- Hippocampi
- Specialty: Neurology

= Amygdalohippocampectomy =

Amygdalohippocampectomy is a surgical procedure for the treatment of epilepsy. It consists of the removal of the hippocampus, which has a role in memory, spatial awareness, and navigation, and the amygdalae, which have a role in the processing and memory of emotional reactions, both structures forming part of the limbic system of the brain.

Amygdalohippocampectomy is used only when all other treatment options have failed to resolve the epilepsy. It is also used to cure severe aggression, and anxiety usually as a last resort treatment. It is an effective treatment for most patients. However, possible adverse side effects include impaired memory, dangerous risktaking behaviours, and defects in visual perception.

== Procedure ==
The amygdalohippocampectomy is indicated when the focal point of the seizures can be anatomically localized to the hippocampus and amygdala. Normally, to be considered for this procedure, one must either have failed all first-line treatments for epilepsy, or if all therapy fails for severe aggression and anxiety.

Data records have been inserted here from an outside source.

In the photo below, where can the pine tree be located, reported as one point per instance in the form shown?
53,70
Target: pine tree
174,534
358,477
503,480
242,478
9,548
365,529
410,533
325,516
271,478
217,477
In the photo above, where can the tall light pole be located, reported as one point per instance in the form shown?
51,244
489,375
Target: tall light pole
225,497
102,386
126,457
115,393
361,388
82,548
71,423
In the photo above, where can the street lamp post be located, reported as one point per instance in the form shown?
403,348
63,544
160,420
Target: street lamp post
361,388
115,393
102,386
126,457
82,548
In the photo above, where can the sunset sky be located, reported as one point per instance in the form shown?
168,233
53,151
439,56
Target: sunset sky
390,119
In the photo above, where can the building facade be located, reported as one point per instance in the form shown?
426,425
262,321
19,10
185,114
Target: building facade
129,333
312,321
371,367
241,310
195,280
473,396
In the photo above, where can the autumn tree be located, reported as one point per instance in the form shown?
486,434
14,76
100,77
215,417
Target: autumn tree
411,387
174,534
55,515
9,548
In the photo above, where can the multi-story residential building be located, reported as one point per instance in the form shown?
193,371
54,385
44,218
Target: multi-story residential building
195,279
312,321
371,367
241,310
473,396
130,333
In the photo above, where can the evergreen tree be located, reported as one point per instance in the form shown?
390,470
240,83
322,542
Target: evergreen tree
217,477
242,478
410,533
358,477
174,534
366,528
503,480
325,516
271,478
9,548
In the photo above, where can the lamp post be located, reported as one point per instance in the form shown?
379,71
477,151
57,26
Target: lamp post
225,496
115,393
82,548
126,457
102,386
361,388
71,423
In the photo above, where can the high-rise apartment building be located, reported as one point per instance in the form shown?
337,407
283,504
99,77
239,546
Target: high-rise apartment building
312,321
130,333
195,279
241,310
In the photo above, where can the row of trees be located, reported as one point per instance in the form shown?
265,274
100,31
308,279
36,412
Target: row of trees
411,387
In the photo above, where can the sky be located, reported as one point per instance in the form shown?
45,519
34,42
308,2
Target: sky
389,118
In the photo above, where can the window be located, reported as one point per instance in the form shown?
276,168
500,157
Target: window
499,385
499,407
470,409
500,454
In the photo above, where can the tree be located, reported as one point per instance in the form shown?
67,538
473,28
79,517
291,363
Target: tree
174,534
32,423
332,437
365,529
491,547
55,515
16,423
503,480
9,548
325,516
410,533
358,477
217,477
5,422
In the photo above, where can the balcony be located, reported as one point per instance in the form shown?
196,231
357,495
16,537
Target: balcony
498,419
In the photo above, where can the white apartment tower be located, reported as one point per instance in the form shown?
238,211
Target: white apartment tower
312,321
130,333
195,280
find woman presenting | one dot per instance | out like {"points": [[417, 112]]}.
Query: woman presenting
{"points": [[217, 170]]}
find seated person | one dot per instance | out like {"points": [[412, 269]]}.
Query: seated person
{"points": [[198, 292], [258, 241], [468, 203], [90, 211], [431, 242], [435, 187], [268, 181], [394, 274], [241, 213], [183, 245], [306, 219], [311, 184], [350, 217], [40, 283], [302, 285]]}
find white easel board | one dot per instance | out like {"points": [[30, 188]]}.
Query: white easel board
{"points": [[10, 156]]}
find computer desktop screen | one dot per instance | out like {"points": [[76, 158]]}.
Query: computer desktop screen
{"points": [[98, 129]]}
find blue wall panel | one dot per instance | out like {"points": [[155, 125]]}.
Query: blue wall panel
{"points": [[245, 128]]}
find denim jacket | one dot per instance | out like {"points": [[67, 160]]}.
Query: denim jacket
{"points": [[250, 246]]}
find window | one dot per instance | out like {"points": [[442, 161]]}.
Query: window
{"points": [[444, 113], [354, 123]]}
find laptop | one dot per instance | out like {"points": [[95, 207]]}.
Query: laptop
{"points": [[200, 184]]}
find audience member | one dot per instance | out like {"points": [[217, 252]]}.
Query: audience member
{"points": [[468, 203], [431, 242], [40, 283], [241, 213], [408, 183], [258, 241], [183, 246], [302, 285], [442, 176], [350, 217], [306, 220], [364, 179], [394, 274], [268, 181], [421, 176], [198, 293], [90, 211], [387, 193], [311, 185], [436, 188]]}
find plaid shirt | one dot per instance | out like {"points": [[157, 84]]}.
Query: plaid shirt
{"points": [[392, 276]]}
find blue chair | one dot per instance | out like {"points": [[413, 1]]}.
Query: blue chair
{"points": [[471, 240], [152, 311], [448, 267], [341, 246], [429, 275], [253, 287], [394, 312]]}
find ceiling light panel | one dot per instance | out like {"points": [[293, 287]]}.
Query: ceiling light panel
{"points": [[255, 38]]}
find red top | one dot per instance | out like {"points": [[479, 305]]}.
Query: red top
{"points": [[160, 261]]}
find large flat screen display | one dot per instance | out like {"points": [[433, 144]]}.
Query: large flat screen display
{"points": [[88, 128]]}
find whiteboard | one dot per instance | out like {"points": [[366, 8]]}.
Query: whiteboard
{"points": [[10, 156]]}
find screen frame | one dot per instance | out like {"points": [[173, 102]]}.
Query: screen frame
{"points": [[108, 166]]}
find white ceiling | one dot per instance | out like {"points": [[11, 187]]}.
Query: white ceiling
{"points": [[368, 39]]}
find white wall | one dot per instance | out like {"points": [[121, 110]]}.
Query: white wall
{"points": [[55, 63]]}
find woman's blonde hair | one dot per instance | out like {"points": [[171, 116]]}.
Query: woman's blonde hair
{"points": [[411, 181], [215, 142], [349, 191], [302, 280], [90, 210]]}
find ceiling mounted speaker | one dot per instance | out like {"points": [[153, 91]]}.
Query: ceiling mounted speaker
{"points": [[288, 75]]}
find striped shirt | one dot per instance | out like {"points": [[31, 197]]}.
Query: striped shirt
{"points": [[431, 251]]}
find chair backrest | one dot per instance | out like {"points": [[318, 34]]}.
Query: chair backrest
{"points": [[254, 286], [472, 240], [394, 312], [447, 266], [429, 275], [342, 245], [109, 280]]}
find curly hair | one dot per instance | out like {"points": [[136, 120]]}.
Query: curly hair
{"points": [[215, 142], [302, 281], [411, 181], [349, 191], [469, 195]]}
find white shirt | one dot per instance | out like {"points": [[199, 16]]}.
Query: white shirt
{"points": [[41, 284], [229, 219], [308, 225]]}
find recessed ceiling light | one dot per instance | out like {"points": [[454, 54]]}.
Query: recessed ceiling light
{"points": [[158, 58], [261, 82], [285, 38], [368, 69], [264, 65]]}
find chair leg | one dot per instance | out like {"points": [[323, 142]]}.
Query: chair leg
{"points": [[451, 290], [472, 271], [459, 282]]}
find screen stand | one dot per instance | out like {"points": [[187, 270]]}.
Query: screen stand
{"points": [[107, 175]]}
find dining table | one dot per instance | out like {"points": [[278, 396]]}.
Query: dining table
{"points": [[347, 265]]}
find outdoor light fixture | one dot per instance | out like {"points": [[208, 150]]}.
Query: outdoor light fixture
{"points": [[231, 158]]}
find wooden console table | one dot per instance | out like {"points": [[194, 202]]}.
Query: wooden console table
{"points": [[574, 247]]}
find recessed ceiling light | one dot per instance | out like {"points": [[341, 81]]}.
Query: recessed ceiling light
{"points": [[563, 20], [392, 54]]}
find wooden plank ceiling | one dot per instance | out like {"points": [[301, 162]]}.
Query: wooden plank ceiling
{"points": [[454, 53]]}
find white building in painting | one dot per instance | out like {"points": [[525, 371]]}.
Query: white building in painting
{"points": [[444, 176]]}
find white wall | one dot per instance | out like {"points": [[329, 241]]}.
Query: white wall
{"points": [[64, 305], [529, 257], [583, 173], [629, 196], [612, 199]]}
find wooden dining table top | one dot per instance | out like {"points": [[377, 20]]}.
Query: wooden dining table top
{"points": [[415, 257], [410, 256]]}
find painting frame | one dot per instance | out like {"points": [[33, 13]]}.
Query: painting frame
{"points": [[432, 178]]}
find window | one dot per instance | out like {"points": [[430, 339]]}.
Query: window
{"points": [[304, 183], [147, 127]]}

The selective amygdalohippocampectomy will remove only the offending portions of the hippocampus and amygdala. When data from studies of the electrophysiology and neuropathy vis-à-vis temporal lobe epilepsy determines this area to be the origin of seizure activity, the removal of the hippocampus and amygdala is usually indicated. Computer imaging is sometimes used to guide this procedure.

== Statistics and side effects ==
Of 376 patients who had the amygdalohippocampectomy procedure performed, compared to other types of temporal lobe resections, two thirds of this population were reported free of disabling seizures.
Some patients report defects in visual perception and impaired memory function. Almost all of them reported not feeling as much fear as before, hence inducing the risk-taking behaviour.